La Shoà è stato un fenomeno mostruoso e simbolo di un male assoluto. Bisogna capirne le ragioni storiche e sociali senza perder di vista il suo terribile primato nella sofferenza. La Shoà però non è l’unica barbarie della storia e non può farci dimenticare le altre angherie, il tremendo primato nella sofferenza non significa e non può significare monopolio della sofferenza.

Ha ottenuto tanti importanti riconoscimenti per il suo lavoro. Negli ultimi anni il suo nome è sempre tra i possibili vincitori del Nobel per la letteratura.
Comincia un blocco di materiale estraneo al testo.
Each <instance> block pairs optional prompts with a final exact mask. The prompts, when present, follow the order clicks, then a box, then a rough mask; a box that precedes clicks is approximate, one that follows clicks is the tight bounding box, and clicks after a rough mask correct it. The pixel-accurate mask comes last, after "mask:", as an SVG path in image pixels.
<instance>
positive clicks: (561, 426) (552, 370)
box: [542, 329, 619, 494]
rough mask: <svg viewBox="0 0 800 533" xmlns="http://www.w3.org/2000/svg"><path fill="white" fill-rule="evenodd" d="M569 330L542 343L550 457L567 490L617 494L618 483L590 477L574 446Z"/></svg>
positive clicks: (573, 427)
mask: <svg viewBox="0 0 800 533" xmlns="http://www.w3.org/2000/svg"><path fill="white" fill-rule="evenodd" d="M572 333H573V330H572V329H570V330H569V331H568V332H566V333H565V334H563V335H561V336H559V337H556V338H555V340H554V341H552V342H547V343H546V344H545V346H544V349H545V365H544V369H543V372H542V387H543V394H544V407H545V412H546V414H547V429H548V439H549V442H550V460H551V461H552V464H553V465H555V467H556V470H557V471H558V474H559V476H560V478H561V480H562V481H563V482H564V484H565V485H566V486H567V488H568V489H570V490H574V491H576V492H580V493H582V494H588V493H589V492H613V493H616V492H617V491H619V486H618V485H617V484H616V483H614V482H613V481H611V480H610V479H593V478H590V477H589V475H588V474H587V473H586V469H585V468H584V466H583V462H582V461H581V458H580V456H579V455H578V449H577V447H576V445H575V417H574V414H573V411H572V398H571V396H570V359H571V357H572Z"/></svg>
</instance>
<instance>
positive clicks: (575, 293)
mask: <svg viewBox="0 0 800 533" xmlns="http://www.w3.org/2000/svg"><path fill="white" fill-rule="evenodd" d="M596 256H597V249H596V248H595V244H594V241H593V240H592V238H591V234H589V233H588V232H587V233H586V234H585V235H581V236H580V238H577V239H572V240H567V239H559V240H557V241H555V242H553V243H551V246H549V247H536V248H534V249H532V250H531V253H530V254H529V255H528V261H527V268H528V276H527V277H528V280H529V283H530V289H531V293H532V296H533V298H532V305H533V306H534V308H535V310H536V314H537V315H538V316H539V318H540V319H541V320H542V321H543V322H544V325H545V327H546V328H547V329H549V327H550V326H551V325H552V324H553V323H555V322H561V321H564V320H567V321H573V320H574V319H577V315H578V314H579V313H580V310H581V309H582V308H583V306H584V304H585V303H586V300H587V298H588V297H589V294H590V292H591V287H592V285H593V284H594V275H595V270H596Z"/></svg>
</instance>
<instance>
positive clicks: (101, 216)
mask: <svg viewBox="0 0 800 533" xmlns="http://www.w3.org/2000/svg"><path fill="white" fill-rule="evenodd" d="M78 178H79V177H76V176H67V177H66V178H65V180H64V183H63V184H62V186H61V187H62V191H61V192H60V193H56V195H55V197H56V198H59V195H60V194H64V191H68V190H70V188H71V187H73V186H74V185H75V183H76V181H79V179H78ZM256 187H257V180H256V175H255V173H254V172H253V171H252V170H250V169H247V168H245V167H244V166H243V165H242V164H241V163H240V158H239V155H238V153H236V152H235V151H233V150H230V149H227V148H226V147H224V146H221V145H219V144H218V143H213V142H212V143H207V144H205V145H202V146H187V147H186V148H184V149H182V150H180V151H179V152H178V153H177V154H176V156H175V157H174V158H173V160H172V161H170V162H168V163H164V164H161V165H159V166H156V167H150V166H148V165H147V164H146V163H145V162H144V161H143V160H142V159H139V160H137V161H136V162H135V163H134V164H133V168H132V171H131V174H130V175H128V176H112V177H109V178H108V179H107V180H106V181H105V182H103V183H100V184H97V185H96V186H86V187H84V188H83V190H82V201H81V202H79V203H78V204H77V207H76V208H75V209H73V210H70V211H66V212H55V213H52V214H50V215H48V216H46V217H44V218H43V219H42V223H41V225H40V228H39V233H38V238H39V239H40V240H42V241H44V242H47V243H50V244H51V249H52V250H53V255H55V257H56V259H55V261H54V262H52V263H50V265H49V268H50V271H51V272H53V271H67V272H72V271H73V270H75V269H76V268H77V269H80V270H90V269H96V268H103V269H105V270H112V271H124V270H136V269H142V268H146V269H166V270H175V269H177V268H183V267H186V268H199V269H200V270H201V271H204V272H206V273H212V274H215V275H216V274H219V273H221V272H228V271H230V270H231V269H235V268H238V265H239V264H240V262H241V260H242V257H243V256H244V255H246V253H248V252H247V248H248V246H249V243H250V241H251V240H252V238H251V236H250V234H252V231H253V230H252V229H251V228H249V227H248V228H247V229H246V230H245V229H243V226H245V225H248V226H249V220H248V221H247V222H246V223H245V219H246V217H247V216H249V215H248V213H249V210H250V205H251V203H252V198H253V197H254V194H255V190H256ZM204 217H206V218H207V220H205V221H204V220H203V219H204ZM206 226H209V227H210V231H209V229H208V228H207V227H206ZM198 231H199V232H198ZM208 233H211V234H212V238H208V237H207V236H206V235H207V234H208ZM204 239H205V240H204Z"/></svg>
Come vive questa condizione?
Non esistono candidati al premio Nobel, i nomi di cui si scrive e si parla sono semplicemente i nomi che i broker londinesi esibiscono per implementare il mondo delle scommesse ed è escluso nel modo più assoluto che tali nomi possano essere il risultato di indiscrezioni. L’Accademia svedese può giudicare bene o male ma escludo che facciano circolare nomi di presunti candidati. Queste notizie non hanno alcun fondamento. Riguarda me ma anche gli altri. In ogni caso qualunque riconoscimento lo si accetta sempre con piacere. Sono sempre dei doni.

Qual è il suo rapporto con l’Abruzzo?
Nel 1955 ho percorso a piedi l’Abruzzo con un mio amico che aveva delle prozie ad Ancarano, il professor Giovanni Gabrielli che incontro proprio stasera a Trieste per bere una birra in amicizia. Prima la “Montagna dei Fiori” dove abbiamo anche dormito con i pastori. Quando attraversavamo i piccoli paesi dell’entroterra gli abitanti c’invitavano spesso a pranzo o a cena. Mi ricordo che in un piccolissimo paese la gente si chiedeva spesso chi fossimo, e non di rado la risposta che proveniva dai più informati era sempre la stessa: sono tedeschi dell’Alta Italia. Gran belle passeggiate. Il Gran Sasso, Campo Imperatore, Assergi per finire la corsa a L’Aquila. L’anno successivo, nel 1956, la comitiva diventò più grande e il gruppo diventò di quattro persone. L’obiettivo da raggiungere la Majella. Ricevemmo un’ospitalità meravigliosa dappertutto e in particolare a Guardiagrele. Sempre quell’anno a Lama dei Peligni ci spacciammo per speleologici triestini di una fantomatica e inesistente rivista “Specus”. Ho dei bellissimi ricordi legati all’Abruzzo.